Google Gemini is a family of multimodal LLMs from Google DeepMind, available via the google-generativeai Python package and @google/generative-ai TypeScript package. This guide covers tracing generate_content() calls, multi-turn chat sessions, function calling, token budget tracking, and debugging blocked responses.

Installation

Python

pip install keylightdigital-nexus google-generativeai

TypeScript

npm install @keylightdigital/nexus @google/generative-ai

Get your Nexus API key from Dashboard → API Keys and set it alongside your Gemini key:

export NEXUS_API_KEY="nxs_your_key_here"
export GEMINI_API_KEY="AIza..."

Basic generate_content() trace

Wrap each generate_content() call in a Nexus trace.
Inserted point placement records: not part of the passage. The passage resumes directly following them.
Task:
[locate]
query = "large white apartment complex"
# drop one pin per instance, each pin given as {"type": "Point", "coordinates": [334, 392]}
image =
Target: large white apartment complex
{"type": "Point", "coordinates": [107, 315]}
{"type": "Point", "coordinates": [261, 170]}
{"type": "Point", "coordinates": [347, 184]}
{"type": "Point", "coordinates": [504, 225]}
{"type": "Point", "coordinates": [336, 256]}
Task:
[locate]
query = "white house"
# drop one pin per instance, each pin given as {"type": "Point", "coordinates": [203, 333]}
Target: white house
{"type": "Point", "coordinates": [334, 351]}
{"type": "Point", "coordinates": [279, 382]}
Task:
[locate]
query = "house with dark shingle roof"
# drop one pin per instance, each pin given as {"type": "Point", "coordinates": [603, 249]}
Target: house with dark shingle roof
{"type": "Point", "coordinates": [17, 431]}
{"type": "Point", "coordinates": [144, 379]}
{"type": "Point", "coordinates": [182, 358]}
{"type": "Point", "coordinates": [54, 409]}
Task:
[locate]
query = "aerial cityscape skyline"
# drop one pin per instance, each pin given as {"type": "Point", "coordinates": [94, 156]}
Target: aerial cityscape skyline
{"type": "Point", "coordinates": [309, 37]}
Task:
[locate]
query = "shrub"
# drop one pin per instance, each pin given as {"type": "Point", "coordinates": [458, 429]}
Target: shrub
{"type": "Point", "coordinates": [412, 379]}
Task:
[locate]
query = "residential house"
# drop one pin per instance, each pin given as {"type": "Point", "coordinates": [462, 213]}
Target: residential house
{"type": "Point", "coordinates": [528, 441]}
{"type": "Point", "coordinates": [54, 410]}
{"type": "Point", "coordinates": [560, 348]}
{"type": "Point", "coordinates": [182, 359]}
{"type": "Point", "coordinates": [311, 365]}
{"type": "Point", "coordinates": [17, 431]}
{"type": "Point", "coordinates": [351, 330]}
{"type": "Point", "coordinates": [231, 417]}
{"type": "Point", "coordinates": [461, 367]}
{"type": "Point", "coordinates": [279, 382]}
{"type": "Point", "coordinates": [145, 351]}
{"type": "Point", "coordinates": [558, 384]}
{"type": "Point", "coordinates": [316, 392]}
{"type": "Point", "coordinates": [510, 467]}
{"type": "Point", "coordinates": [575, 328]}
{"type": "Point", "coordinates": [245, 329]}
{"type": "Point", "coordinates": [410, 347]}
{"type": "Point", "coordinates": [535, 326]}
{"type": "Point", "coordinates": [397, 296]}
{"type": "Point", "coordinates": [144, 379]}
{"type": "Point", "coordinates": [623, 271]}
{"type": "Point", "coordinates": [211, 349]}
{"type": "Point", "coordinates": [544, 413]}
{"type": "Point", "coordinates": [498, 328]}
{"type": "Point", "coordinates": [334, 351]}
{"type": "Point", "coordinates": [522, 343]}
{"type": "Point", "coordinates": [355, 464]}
Every request appears in the dashboard with its model, prompt preview, status, and latency:

Python

import os
import google.generativeai as genai
from nexus_sdk import NexusClient

genai.configure(api_key=os.environ["GEMINI_API_KEY"])
nexus = NexusClient(api_key=os.environ["NEXUS_API_KEY"])

model = genai.GenerativeModel("gemini-1.5-pro")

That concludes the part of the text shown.